How can the impossibility of providing ethical care lead to forms of exhaustion among caregivers?
Ethics are the very essence of care professions because it is about paying attention to others, taking into account their dignity.
However, it is psychologically very costly to do something with which you disagree, such as having to put aside ethics for lack of resources and personnel. You work for a living, but that’s not the only reason, it also gives meaning to your existence.

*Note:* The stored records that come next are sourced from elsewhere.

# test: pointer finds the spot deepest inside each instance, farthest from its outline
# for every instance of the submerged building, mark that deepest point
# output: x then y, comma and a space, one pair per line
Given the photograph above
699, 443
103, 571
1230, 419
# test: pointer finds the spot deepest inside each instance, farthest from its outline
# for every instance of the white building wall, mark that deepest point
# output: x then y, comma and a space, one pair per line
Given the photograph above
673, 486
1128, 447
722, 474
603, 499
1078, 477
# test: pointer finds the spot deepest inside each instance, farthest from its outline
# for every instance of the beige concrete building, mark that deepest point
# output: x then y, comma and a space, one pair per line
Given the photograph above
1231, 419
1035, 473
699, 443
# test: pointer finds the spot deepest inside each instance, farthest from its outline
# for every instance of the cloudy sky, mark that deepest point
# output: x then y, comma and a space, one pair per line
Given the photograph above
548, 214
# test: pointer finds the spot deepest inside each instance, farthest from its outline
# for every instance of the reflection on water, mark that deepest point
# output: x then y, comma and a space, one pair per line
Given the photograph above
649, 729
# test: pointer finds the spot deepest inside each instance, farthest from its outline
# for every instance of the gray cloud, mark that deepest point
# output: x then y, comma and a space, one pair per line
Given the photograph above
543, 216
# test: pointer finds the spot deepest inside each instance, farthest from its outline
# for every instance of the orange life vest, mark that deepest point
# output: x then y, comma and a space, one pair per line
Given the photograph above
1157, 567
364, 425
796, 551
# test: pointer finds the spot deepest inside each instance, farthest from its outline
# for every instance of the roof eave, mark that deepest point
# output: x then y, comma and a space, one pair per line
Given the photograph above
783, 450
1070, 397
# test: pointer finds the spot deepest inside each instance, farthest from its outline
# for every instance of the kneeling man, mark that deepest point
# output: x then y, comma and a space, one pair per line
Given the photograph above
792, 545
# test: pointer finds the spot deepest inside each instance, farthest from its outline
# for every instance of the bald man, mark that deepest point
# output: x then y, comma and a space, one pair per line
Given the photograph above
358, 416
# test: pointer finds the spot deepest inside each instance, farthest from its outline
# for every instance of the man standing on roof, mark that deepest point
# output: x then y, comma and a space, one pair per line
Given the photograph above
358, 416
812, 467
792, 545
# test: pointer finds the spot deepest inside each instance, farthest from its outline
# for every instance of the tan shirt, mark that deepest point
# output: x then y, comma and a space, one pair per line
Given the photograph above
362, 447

Caregivers are of course convinced of the usefulness of their profession, which is both motivating and guilty. Every morning when they get out of bed, they think about their individual responsibility, their place in their team, etc.
How can they cope?
Some caregivers choose to leave, a very difficult decision because it is akin to giving up. There is a movement of flight from the public hospital towards less degraded working conditions. Second way: overwork. In order to get the job done the way they want to, some caregivers devote more time and energy to their work. It is a form of activism that not everyone can wear depending on their family context. This can very easily lead to exhaustion, a very serious form of emotional breakdown.
Another path that caregivers can take is a defense against forms of suffering at work: they build rationalization processes to distance themselves from others. To cope, they then enter into a denial of their limits and vulnerability, as well as that of their patients. But denying one’s own vulnerability is tantamount to denying that of the people being treated because there is a very strong identification process in care. In this case, the risk of barbarism is very present, it is a very complicated psychic position to hold.
How does the pandemic crystallize these questions?
The pandemic has acted as a catalyst for severely degraded working conditions for years. It highlights them, for those who want to see it … What is worrying is that we do not see for the moment no political change. The question being to know until when, at the political level, the decision-makers will remain deaf to these observations. Are we ready to change the way we think about hospitals by listening to the expertise of caregivers and including them in the reflection on this transformation?